Senator for Anambra North
- In office 25 May 2010 – May 2011
- Preceded by: Joy Emordi
- Succeeded by: John Okechukwuemeka

Personal details
- Born: 1962 (age 63–64) Nsugbe, Anambra State, Nigeria

= Alphonsus Obi Igbeke =

Nigerian politician

Alphonsus Obi Igbeke (born 1962) was sworn in as Senator for the Anambra North constituency of Anambra State, Nigeria on 25 May 2010 after the election of Joy Emordi of the People's Democratic Party (PDP) had been annulled. He is a member of the All Nigeria Peoples Party (ANPP).

Igbeke, popularly known as Ubanese, was born in 1962 in Nsugbe to the north of Onitsha in Anambra State.
He studied in Nigeria and the US, earning a PhD in Engineering Sciences.
Returning to Nigeria he went into the contracting business, and became a successful businessman with properties in Onitsha and Lagos.

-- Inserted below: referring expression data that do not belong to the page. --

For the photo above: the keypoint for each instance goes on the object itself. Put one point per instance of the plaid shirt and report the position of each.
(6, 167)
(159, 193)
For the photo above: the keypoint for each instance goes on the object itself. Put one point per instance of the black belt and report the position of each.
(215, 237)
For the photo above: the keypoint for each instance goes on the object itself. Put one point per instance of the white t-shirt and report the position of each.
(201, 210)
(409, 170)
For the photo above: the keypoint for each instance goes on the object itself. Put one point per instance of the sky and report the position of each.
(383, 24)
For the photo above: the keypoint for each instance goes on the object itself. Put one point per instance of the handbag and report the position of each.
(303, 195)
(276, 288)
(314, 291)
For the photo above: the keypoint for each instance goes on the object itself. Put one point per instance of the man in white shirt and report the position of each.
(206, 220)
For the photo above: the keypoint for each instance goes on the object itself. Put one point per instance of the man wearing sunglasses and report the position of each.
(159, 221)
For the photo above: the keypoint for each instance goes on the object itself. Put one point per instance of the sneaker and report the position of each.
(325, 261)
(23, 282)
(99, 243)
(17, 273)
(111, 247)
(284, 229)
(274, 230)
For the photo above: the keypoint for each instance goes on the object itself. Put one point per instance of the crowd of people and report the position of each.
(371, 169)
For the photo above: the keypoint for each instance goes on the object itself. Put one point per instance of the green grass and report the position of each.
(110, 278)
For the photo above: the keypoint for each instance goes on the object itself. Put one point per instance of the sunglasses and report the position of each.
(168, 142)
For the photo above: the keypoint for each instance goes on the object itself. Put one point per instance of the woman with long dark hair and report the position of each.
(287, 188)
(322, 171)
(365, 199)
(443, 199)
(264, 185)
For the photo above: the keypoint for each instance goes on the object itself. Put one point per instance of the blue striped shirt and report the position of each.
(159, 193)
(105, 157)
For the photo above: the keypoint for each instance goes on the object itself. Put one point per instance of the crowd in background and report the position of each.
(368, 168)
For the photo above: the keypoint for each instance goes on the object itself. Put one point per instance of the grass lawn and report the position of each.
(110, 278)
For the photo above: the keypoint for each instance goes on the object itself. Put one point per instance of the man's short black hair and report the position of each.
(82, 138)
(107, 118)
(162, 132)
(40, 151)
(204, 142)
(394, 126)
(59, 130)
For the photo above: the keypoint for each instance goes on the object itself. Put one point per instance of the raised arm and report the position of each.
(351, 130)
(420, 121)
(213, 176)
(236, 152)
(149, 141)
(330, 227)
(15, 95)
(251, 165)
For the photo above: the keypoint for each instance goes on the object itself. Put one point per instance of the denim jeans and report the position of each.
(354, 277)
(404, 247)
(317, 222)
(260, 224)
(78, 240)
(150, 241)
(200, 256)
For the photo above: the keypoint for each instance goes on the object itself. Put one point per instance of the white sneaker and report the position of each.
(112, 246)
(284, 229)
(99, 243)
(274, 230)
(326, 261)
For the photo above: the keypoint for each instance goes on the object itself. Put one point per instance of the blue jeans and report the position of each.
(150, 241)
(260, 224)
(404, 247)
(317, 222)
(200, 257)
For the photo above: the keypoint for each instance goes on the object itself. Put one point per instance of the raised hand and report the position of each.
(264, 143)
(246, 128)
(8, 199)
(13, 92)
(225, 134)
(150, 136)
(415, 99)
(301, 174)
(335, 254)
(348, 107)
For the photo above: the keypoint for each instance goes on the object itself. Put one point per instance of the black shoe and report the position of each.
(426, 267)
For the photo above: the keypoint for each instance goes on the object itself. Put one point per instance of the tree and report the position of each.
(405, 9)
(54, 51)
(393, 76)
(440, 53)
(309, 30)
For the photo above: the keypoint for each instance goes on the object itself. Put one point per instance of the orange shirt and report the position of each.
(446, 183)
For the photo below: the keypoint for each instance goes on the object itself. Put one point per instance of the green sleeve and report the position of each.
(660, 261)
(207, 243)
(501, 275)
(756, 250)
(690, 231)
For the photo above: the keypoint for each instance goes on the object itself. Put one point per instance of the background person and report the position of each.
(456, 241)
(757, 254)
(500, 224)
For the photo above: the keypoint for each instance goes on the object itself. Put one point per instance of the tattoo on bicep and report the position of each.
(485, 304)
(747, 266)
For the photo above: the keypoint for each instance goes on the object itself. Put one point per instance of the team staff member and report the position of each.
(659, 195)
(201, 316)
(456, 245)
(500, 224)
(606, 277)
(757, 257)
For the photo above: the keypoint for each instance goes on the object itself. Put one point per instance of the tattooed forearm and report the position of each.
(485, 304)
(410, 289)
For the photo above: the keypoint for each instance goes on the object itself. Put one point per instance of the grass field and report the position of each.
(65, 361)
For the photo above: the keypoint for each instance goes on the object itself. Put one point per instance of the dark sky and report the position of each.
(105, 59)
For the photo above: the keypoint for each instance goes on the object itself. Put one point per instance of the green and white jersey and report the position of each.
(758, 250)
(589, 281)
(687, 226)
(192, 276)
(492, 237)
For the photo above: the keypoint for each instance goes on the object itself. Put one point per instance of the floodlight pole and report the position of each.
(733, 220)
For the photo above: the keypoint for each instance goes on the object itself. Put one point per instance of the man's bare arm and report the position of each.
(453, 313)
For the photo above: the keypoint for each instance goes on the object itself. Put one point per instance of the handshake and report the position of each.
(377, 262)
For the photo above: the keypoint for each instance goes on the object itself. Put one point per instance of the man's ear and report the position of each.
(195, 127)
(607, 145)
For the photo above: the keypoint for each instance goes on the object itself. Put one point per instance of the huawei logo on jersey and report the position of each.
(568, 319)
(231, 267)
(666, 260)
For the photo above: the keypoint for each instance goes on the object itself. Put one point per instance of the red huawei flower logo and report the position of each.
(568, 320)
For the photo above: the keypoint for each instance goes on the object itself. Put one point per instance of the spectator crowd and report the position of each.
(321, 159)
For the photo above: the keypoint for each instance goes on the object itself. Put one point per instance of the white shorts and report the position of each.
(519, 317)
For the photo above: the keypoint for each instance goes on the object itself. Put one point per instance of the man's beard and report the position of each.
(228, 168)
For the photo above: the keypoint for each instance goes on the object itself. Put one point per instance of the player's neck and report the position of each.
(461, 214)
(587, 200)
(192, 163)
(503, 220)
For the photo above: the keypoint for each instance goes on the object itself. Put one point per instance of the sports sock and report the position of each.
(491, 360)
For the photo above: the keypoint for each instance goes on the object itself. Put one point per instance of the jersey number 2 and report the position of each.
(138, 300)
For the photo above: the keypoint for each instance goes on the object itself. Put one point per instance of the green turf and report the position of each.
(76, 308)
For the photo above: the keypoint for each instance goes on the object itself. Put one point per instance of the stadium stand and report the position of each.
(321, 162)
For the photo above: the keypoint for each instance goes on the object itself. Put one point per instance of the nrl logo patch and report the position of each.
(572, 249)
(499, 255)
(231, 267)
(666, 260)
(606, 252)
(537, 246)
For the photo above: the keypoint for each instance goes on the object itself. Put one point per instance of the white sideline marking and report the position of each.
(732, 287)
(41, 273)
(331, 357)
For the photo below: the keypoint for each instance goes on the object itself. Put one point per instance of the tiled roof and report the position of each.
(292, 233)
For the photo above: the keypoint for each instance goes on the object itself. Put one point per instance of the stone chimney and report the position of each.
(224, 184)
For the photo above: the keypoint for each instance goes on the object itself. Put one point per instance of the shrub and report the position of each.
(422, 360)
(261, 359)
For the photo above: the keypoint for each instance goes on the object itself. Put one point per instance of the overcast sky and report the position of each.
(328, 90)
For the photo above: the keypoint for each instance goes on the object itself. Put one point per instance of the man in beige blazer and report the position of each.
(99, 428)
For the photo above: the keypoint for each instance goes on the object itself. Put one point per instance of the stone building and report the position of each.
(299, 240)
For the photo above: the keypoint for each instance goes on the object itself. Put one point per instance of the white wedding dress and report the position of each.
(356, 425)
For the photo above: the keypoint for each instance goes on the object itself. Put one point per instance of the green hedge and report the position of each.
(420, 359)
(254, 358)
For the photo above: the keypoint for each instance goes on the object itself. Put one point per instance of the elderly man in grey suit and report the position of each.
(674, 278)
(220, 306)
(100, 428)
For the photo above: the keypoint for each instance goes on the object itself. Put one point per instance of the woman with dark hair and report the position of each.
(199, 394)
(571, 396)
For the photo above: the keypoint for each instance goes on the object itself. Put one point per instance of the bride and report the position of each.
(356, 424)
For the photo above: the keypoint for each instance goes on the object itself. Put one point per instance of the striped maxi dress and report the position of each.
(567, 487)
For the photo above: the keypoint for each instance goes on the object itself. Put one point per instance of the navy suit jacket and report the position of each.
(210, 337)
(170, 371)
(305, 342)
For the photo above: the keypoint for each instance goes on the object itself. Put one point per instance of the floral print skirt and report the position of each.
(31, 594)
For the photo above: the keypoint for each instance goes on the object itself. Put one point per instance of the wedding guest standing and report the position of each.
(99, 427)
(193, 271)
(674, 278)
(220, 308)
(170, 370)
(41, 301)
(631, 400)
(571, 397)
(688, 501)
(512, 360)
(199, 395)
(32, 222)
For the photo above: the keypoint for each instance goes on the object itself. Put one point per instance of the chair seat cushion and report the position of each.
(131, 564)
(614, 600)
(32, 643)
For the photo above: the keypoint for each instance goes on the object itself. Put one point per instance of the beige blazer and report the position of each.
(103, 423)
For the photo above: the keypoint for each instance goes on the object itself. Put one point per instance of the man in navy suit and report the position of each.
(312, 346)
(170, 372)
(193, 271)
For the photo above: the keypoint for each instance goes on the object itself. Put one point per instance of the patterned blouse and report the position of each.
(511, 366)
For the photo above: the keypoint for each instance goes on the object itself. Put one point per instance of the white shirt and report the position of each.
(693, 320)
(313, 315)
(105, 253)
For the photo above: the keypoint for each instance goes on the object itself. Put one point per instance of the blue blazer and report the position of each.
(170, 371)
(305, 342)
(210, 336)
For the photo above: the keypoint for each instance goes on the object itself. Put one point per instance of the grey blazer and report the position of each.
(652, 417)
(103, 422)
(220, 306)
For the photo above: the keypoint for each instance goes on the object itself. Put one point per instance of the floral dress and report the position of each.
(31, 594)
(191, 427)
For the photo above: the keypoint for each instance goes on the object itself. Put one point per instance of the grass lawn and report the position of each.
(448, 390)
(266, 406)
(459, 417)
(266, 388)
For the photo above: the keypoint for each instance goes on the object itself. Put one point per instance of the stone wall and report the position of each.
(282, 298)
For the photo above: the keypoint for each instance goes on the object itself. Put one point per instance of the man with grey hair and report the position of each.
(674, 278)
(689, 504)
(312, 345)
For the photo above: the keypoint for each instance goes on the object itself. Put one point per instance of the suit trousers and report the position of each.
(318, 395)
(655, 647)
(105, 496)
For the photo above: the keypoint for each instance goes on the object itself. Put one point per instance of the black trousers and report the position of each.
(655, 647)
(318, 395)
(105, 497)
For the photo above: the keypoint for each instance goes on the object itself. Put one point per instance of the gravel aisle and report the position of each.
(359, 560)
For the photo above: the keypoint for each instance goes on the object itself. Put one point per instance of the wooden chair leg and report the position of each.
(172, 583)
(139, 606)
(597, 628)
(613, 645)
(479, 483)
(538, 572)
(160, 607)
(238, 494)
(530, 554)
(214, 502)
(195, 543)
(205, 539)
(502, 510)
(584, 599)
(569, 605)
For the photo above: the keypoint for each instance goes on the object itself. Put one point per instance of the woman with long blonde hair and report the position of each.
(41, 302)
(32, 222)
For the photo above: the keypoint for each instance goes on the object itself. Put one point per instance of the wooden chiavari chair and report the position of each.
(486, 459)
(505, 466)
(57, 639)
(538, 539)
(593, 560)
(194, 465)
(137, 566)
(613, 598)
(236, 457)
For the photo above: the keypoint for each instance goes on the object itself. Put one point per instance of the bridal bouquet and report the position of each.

Igbeke was a contender to be a PDP candidate for a seat in the House of Representatives in the 2003 elections, but failed to be nominated.
He transferred to the Alliance for Democracy (AD) and ran for election on that platform, but lost to the PDP candidate.
Igbeke allegedly used his political connections to arrange for the election tribunal panel to agree that his name had been illegally removed from the PDP primaries and he was declared elected.

In the April 2007 election for the Senate seat of Anambra North, Igbeke ran on the ANPP platform.
The PDP candidate Joy Emordi was declared the winner, a decision which he appealed.
Igbeke's eventual assumption of office in the Senate followed a decision by an Enugu appeal court that declared him the winner of the 2007 senatorial election.
The Senate had resisted swearing him in on the grounds that an appeal was in progress, but eventually accepted the court's decision.
The Conference of Nigeria Political Parties (CNPP) had strongly criticized the Senate leaders over the delay.